Interpretation of Power Analysis Result

The analysis indicates that 4,618 users per group are required to detect a 1% absolute change (MDE = 0.01) in conversion rate with 80% statistical power at a 5% significance level (α = 0.05).

Meaning: - With 4,618 users in each group (control and treatment), there is an 80% chance of detecting a true 1% difference in conversion rate if it actually exists.
- If the experiment has fewer than 4,618 users per group, it may be underpowered, meaning a real effect could go undetected (higher risk of a Type II error).
- If it has more than 4,618 users per group, the test is sufficiently powered or even conservative, increasing confidence in detecting meaningful effects.

In short:
> The campaign experiment needs at least ≈9,236 total users (4,618 per group) to reliably detect a 1% improvement in conversion rate.

Conclusion

The A/B test compared the performance of the new advertisement (ad) against the control public service announcement (psa) on user conversion rate.

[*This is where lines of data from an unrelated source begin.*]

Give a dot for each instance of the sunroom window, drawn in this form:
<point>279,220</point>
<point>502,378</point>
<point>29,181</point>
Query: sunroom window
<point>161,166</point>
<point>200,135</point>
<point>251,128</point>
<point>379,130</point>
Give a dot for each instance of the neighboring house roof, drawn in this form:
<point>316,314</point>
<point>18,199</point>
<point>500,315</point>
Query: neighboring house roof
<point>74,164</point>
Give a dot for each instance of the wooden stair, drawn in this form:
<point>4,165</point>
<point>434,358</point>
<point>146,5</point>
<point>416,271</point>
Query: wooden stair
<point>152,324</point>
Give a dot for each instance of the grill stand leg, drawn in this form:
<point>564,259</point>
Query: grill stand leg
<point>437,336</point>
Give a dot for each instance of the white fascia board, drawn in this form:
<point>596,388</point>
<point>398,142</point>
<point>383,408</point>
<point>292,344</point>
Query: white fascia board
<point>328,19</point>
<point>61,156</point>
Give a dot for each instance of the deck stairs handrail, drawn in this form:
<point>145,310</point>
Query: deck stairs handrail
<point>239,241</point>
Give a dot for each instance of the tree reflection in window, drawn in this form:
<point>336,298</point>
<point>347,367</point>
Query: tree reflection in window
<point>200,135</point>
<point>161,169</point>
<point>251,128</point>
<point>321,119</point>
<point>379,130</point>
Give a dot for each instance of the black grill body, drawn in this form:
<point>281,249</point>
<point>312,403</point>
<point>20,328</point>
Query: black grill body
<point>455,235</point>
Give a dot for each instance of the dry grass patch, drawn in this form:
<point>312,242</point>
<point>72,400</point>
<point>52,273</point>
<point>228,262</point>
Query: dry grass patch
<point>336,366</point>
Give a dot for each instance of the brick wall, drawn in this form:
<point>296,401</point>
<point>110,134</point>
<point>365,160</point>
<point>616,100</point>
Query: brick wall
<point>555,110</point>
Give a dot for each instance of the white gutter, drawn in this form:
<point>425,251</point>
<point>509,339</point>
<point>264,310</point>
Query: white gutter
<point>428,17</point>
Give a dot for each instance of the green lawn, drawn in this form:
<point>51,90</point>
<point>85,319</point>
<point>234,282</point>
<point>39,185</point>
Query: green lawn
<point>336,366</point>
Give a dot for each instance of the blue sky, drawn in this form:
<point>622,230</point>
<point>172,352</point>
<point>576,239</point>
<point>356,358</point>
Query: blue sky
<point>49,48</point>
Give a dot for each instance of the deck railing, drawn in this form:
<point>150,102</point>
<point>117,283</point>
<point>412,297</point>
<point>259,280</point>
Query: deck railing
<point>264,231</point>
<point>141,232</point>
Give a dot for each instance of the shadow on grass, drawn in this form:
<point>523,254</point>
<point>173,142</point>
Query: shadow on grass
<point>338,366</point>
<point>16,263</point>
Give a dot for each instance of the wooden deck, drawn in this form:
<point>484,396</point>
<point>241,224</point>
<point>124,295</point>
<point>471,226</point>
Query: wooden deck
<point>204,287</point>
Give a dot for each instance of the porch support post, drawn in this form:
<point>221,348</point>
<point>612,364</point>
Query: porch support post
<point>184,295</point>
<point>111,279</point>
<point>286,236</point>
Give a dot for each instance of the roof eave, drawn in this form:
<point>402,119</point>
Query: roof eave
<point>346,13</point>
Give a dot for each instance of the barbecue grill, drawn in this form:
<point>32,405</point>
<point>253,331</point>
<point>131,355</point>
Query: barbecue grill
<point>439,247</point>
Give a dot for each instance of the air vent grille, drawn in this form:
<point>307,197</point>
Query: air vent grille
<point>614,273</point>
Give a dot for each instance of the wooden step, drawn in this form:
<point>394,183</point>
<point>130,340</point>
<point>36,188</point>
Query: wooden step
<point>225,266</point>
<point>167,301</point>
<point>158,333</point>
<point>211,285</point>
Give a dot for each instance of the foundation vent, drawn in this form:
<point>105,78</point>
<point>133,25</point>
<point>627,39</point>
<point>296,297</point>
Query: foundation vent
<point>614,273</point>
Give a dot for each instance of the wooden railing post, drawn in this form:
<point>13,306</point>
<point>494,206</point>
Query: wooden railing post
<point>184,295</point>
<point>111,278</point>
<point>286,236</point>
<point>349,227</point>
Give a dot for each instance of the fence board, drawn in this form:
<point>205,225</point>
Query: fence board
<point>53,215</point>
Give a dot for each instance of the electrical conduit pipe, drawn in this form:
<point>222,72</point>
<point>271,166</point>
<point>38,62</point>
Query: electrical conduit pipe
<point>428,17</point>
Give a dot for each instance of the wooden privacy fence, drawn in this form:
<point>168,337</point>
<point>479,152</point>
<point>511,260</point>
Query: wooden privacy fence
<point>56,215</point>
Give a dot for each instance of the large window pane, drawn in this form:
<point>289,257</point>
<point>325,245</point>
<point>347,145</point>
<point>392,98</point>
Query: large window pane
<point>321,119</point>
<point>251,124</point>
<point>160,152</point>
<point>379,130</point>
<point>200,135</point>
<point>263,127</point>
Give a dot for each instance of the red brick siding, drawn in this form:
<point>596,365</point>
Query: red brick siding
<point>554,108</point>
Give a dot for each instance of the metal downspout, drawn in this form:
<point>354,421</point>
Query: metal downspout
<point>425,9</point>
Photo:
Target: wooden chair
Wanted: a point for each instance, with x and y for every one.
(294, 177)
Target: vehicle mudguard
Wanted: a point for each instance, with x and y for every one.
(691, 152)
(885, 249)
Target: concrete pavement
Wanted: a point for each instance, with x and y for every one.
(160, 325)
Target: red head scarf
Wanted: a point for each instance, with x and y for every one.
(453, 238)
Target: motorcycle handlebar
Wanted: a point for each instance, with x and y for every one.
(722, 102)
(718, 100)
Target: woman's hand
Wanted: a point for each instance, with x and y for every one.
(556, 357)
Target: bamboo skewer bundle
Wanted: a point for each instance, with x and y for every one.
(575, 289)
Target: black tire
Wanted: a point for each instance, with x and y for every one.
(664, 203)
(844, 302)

  • Conversion rate results:

    • Control (psa): 2.55%
    • Treatment (ad): 1.79%
    • Absolute difference (B − A): −0.77%
    • Relative lift: −30.1%
  • Statistical test:
    A two-proportion z-test returned z = 7.37, p = 1.7 × 10⁻¹³, with a 95% CI = [−0.0094, −0.0060], indicating a statistically significant difference at α = 0.05.
    Since the difference is negative, the campaign reduced the conversion rate relative to the control.

  • Practical impact:
    While statistically significant, the effect is unfavorable — the treatment ad underperformed the control group by roughly 0.77 percentage points, a 30% relative decrease in conversions.

  • Power analysis:
    The experiment would need approximately 4,618 users per group to detect a 1% absolute change with 80% power at α = 0.05. The current sample exceeds this requirement, making the result reliable.

Overall:
The advertisement (Group B) performed significantly worse than the control (Group A) in terms of conversions.
Recommendation — retain the control creative and re-evaluate campaign content before rollout.